Education and Awareness Raising
last updated September 1, 2005

Education initiatives may be directed toward the general public, as a form of awareness raising and information campaigns, or toward women and girls who are vulnerable to being trafficking. There are a number of ways that information can be disseminated to the public- through press conferences, media campaigns, public service announcements, distribution of informational leaflets, documentary films and email and the Internet, for example.

Regardless of the manner in which information is conveyed to the public, an effective anti-trafficking campaign should take into consideration both the audience and the message that is to be conveyed. The U.S. National Advisory Council on Violence Against Women has developed a Toolkit To End Violence Against Women which contains concrete guidelines to NGOs, community and policy leaders who are working to end violence against women in all forms. While the toolkit does not address trafficking specifically, it does include a chapter on Educating and Mobilizing the Public About Violence Against Women with guidelines and action items on public education.

The United Nations Development Fund for Women (UNIFEM), in cooperation with the Media Materials Clearinghouse (Johns Hopkins Center for Communications Programs), has published a compilation of materials, Picturing a Life Free From Violence: Media and Communications Strategies to End Violence Against Women that includes sample campaigns developed around the world to address trafficking and commercial sexual exploitation.

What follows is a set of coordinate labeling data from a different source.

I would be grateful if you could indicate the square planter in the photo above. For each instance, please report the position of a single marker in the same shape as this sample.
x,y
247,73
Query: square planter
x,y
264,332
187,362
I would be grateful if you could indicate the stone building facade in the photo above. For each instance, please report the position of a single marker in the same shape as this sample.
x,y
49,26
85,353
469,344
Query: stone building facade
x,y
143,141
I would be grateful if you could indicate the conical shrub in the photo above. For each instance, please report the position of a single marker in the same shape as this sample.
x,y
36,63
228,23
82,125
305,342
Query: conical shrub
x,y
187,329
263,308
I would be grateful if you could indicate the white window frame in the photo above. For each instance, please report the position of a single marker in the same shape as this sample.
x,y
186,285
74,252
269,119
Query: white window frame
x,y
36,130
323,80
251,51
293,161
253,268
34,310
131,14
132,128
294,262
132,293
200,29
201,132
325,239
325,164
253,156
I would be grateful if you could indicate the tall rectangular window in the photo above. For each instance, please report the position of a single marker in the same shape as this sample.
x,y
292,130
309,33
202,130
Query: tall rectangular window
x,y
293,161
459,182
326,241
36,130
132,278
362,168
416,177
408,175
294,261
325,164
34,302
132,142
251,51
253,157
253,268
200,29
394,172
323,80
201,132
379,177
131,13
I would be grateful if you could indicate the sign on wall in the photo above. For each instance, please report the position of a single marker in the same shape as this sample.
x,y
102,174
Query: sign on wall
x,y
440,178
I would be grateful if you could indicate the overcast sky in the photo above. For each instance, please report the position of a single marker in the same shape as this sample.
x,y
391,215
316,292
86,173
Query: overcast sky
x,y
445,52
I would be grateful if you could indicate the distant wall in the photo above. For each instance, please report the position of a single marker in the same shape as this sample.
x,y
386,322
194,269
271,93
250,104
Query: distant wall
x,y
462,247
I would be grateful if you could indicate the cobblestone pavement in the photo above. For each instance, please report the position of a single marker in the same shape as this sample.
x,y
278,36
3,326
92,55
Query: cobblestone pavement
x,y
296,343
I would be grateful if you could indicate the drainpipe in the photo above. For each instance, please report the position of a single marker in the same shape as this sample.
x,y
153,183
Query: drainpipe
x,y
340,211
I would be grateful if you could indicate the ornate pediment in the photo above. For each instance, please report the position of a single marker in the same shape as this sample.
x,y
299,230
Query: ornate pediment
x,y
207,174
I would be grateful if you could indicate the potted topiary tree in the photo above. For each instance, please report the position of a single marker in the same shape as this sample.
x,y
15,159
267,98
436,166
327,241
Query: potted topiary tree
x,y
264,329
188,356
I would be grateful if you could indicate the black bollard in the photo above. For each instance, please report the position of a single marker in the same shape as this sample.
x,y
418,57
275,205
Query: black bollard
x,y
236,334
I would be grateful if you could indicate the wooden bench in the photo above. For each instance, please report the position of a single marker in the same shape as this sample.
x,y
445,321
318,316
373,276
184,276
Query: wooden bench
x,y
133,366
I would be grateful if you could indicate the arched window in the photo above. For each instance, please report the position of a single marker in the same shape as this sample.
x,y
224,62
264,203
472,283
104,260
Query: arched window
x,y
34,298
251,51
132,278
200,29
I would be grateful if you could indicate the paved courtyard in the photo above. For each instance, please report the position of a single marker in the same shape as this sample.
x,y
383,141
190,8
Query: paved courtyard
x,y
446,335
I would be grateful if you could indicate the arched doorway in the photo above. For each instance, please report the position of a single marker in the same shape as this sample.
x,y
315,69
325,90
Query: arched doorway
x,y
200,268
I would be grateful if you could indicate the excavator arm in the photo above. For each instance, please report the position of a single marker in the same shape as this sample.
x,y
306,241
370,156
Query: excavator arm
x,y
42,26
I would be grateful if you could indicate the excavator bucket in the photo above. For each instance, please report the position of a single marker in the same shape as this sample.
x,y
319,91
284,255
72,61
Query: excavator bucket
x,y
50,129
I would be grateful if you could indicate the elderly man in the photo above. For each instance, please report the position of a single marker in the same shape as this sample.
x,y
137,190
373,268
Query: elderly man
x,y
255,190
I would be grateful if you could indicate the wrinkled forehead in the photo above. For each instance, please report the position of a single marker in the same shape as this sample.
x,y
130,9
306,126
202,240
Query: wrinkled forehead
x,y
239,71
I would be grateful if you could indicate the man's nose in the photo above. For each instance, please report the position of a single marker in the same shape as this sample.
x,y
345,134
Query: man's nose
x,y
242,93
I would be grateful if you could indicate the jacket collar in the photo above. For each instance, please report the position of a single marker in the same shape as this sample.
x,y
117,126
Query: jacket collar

Much of the work in the area of education has been directed to providing women and girls who are at risk of being trafficked with information about potential dangers. Advice and information can be disseminated through leaflets and brochures, lecture or video presentations or through educational programs in schools and universities. La Strada Bulgaria has created a set of guidelines called "Things to Think About for Women and Girls Who Decide to Work Abroad," . The U.S. Department of State created a brochure titled, Be Smart, Be Safe, which includes information for women on how they can protect themselves when they travel to and work in the U.S. The promotion of vocational training and general education for girls is another tactic to reduce women's vulnerability to being trafficked.

Many NGOs also operate telephone hotline services, both for victims of trafficking and also to provide information to women and girls who are considering traveling abroad for work purposes.